If you’re stuck on what to write your college essay about, here’s an approach that might work for you:
Stop trying to think of good essay topics.
Instead, make a list of bad, terrible, unacceptable topics.
Most students struggle trying to come up with an impressive story about themselves — especially one that isn’t already represented somehow in their application. I’ve heard it from probably half the students I coach: “I haven’t done anything really amazing.”
Guess what — you don’t have to portray yourself as a hero in your college essays. You don’t have to present yourself as a “leader of tomorrow” or a “changemaker” or any of those goofy words from college websites. In fact, you shouldn’t be trying to present yourself in your best, “holiest” light at all.
Honestly, holy is boring. When you try to write holy, it comes off as insincere and self-aggrandizing.
So take that pressure off yourself. Forget about your best qualities for now. Forget about being amazing. Try this approach instead:
When I ask students to brainstorm on this question, they come up with handfuls of topics right away. Here are three of my favorites, from real students:
“All the times I’ve acted like a jerk.”
“I got in trouble for shoplifting.”
“I actually hate school.”
Yikes! All terrible stuff you shouldn’t write about, right? Actually, those “bad” essay topics turned into fantastic college essays.
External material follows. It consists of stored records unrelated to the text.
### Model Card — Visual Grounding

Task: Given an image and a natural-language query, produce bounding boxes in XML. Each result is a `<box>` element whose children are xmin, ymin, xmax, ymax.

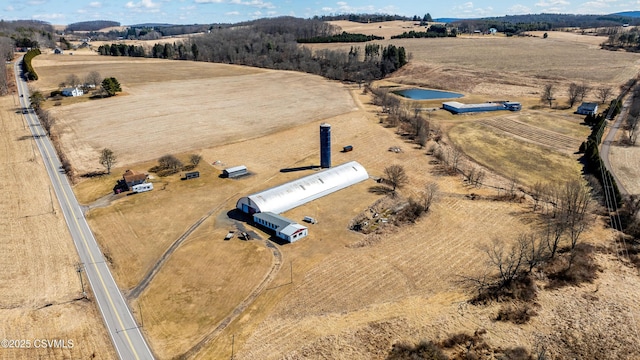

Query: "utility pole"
<box><xmin>76</xmin><ymin>263</ymin><xmax>87</xmax><ymax>298</ymax></box>
<box><xmin>231</xmin><ymin>334</ymin><xmax>236</xmax><ymax>360</ymax></box>
<box><xmin>138</xmin><ymin>301</ymin><xmax>144</xmax><ymax>327</ymax></box>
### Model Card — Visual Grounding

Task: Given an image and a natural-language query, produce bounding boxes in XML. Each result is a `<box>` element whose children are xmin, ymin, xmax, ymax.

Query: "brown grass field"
<box><xmin>17</xmin><ymin>24</ymin><xmax>640</xmax><ymax>359</ymax></box>
<box><xmin>0</xmin><ymin>93</ymin><xmax>116</xmax><ymax>359</ymax></box>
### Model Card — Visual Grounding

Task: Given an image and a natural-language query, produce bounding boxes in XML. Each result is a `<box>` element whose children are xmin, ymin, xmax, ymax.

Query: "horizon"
<box><xmin>0</xmin><ymin>0</ymin><xmax>638</xmax><ymax>26</ymax></box>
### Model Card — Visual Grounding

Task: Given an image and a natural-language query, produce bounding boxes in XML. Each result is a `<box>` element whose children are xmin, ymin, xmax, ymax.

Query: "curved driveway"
<box><xmin>14</xmin><ymin>59</ymin><xmax>153</xmax><ymax>360</ymax></box>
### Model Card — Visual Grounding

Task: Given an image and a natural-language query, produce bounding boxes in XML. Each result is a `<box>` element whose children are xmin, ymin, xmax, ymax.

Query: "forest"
<box><xmin>99</xmin><ymin>17</ymin><xmax>408</xmax><ymax>82</ymax></box>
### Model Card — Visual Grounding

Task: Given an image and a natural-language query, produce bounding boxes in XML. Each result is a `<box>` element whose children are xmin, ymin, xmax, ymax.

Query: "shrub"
<box><xmin>496</xmin><ymin>304</ymin><xmax>537</xmax><ymax>325</ymax></box>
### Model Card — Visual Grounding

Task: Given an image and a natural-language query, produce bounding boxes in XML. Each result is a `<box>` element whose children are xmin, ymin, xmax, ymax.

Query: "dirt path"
<box><xmin>179</xmin><ymin>240</ymin><xmax>282</xmax><ymax>359</ymax></box>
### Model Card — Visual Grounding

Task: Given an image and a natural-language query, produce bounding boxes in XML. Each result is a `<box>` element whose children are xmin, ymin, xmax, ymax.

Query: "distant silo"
<box><xmin>320</xmin><ymin>123</ymin><xmax>331</xmax><ymax>168</ymax></box>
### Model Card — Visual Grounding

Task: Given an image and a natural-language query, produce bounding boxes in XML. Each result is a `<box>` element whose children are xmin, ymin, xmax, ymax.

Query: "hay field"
<box><xmin>34</xmin><ymin>55</ymin><xmax>355</xmax><ymax>173</ymax></box>
<box><xmin>314</xmin><ymin>22</ymin><xmax>640</xmax><ymax>101</ymax></box>
<box><xmin>0</xmin><ymin>94</ymin><xmax>116</xmax><ymax>359</ymax></box>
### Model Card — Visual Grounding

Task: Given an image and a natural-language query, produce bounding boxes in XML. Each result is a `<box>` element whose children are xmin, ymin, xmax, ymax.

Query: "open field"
<box><xmin>0</xmin><ymin>95</ymin><xmax>116</xmax><ymax>359</ymax></box>
<box><xmin>27</xmin><ymin>27</ymin><xmax>640</xmax><ymax>359</ymax></box>
<box><xmin>34</xmin><ymin>55</ymin><xmax>355</xmax><ymax>173</ymax></box>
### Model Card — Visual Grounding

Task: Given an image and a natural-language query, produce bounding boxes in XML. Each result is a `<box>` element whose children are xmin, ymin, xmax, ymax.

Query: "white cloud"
<box><xmin>124</xmin><ymin>0</ymin><xmax>160</xmax><ymax>9</ymax></box>
<box><xmin>453</xmin><ymin>1</ymin><xmax>493</xmax><ymax>17</ymax></box>
<box><xmin>507</xmin><ymin>5</ymin><xmax>531</xmax><ymax>15</ymax></box>
<box><xmin>229</xmin><ymin>0</ymin><xmax>275</xmax><ymax>9</ymax></box>
<box><xmin>33</xmin><ymin>14</ymin><xmax>65</xmax><ymax>21</ymax></box>
<box><xmin>536</xmin><ymin>0</ymin><xmax>569</xmax><ymax>8</ymax></box>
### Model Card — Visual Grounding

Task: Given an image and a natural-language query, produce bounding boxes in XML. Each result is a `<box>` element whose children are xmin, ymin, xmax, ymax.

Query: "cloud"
<box><xmin>507</xmin><ymin>4</ymin><xmax>531</xmax><ymax>14</ymax></box>
<box><xmin>33</xmin><ymin>14</ymin><xmax>65</xmax><ymax>21</ymax></box>
<box><xmin>124</xmin><ymin>0</ymin><xmax>160</xmax><ymax>9</ymax></box>
<box><xmin>453</xmin><ymin>1</ymin><xmax>493</xmax><ymax>17</ymax></box>
<box><xmin>229</xmin><ymin>0</ymin><xmax>275</xmax><ymax>9</ymax></box>
<box><xmin>536</xmin><ymin>0</ymin><xmax>569</xmax><ymax>8</ymax></box>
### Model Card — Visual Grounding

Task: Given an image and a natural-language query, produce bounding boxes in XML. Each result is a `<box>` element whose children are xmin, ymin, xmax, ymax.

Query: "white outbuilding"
<box><xmin>236</xmin><ymin>161</ymin><xmax>369</xmax><ymax>214</ymax></box>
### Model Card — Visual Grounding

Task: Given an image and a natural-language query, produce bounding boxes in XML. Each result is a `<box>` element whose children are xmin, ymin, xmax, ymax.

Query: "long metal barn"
<box><xmin>236</xmin><ymin>161</ymin><xmax>369</xmax><ymax>214</ymax></box>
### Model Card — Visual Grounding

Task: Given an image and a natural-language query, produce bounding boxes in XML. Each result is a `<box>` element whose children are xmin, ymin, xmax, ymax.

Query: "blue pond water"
<box><xmin>395</xmin><ymin>89</ymin><xmax>464</xmax><ymax>100</ymax></box>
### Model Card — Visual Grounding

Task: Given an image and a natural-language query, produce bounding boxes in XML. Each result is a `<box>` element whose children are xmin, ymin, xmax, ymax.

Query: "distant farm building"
<box><xmin>60</xmin><ymin>87</ymin><xmax>84</xmax><ymax>96</ymax></box>
<box><xmin>576</xmin><ymin>103</ymin><xmax>598</xmax><ymax>115</ymax></box>
<box><xmin>222</xmin><ymin>165</ymin><xmax>249</xmax><ymax>178</ymax></box>
<box><xmin>236</xmin><ymin>161</ymin><xmax>369</xmax><ymax>214</ymax></box>
<box><xmin>253</xmin><ymin>212</ymin><xmax>309</xmax><ymax>243</ymax></box>
<box><xmin>442</xmin><ymin>101</ymin><xmax>522</xmax><ymax>114</ymax></box>
<box><xmin>122</xmin><ymin>170</ymin><xmax>149</xmax><ymax>189</ymax></box>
“Bad” Topic 1: Acting like a jerk and losing everyone’s respect
This student based his essay on a moment when he’d blurted out something really offensive in class. “Basically all through 9th grade, I spewed opinions on everything,” he told me. “I thought that meant I was smart and knowledgeable. One day in class, I made the rudest, dumbest comment about women, and there were even parents visiting.” That mortifying day, he realized, had been a turning point for him. He barely spoke for weeks, deciding he needed to be “the king of shutting up,” which he now felt was his proudest accomplishment. “Now, whatever room I’m in, no matter how much I want to give my opinion, I keep my mouth shut. I listen. And I finally have smart things to say.”
“Bad” Topic 2: Completely falling apart
This student was hesitant to write about shoplifting at first, and with good reason! In general, you should avoid writing about illegal activity in your college essays. But after discussing it with her college counselor and her family, and workshopping the story with me, she discovered how the topic of “stealing” could actually highlight one of her defining personality traits. She wrote about shoplifting for a year in middle school after her parents got divorced. She described the things she stole, her thieving strategies, and the humiliation of getting caught by her own aunt. Then she explained how she was able to stop — when she discovered a new kind of “stealing” that was 100 percent legal, ethical, and awesome.
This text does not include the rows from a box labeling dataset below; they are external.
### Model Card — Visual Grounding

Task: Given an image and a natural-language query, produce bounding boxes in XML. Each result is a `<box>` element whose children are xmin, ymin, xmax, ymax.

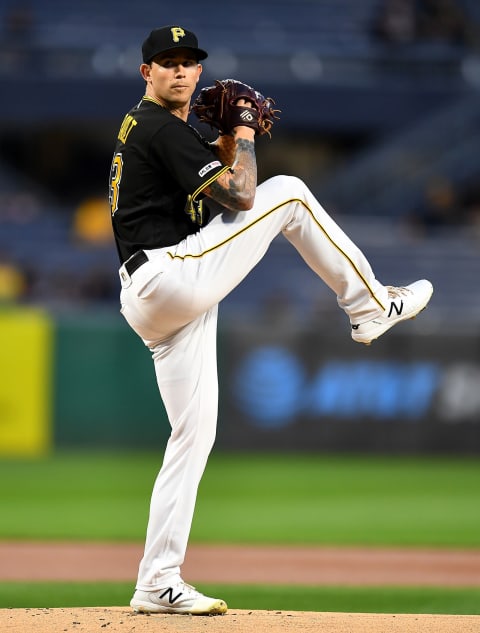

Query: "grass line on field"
<box><xmin>0</xmin><ymin>582</ymin><xmax>480</xmax><ymax>615</ymax></box>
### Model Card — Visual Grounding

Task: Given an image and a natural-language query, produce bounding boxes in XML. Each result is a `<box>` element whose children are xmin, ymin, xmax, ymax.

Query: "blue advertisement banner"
<box><xmin>218</xmin><ymin>326</ymin><xmax>480</xmax><ymax>453</ymax></box>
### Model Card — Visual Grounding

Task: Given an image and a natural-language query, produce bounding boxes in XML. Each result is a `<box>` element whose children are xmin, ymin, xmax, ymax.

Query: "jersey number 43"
<box><xmin>108</xmin><ymin>153</ymin><xmax>123</xmax><ymax>215</ymax></box>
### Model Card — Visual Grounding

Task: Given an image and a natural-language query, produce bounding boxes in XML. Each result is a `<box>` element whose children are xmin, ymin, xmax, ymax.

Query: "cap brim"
<box><xmin>145</xmin><ymin>46</ymin><xmax>208</xmax><ymax>64</ymax></box>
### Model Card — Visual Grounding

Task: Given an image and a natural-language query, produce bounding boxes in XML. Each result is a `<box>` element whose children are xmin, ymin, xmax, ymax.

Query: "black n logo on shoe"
<box><xmin>388</xmin><ymin>301</ymin><xmax>403</xmax><ymax>317</ymax></box>
<box><xmin>158</xmin><ymin>587</ymin><xmax>183</xmax><ymax>604</ymax></box>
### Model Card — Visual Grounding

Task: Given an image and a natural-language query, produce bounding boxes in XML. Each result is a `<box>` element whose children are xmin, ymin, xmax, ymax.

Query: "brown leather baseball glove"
<box><xmin>192</xmin><ymin>79</ymin><xmax>280</xmax><ymax>136</ymax></box>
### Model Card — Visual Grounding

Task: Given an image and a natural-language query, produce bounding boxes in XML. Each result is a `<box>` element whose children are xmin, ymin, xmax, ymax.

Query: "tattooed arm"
<box><xmin>205</xmin><ymin>118</ymin><xmax>257</xmax><ymax>211</ymax></box>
“Bad” Topic 3: Really, really hating school
This student wrote about struggling in a traditional, rigid school system where students were not encouraged to ask questions or be creative, self-directed learners. Bored and frustrated, he decided to think of himself as a “secret journalist” and designed “secret research” missions. “Just looking around my own community, I got fascinated with a grocery store run by the same family for five generations. I took places like that for granted, but not anymore.” His essay brought the store and its family to life through vibrant detail, and demonstrated that despite his feelings about school, he had deep passion for learning. And the opening line of his essay? When I was 15, I fell in love with a grocery store. Fantastic!
So what “terrible” topics are you avoiding?
If you are struggling for an impressive topic, brainstorming “unacceptable” ideas can be liberating. You might, like these students, discover a great story (or stories) in your most humbling experiences. One of those stories might be the narrative that best captures who you are.
Not all your mistakes and miseries are worth sharing. If you brainstorm a list of “terrible, unacceptable” topics, many (if not most) of those topics won’t be appropriate. And revealing a traumatic time in your past — “selling your pain” — is not necessarily the best topic for everyone.
Writing about suffering and adversity is not the only way to reveal your defining qualities. But admissions officers do want to know that you’ve made mistakes and that you’ve grown from them — that’s the essence of the Common App prompt #2, about setbacks and failures. It’s one way of showing vulnerability, which is key to writing about personal growth. And personal growth is arguably the whole point of the personal statement! So give this exercise a try. Which of your stories, your personal truths, seem “unacceptable”? And what have you learned since then?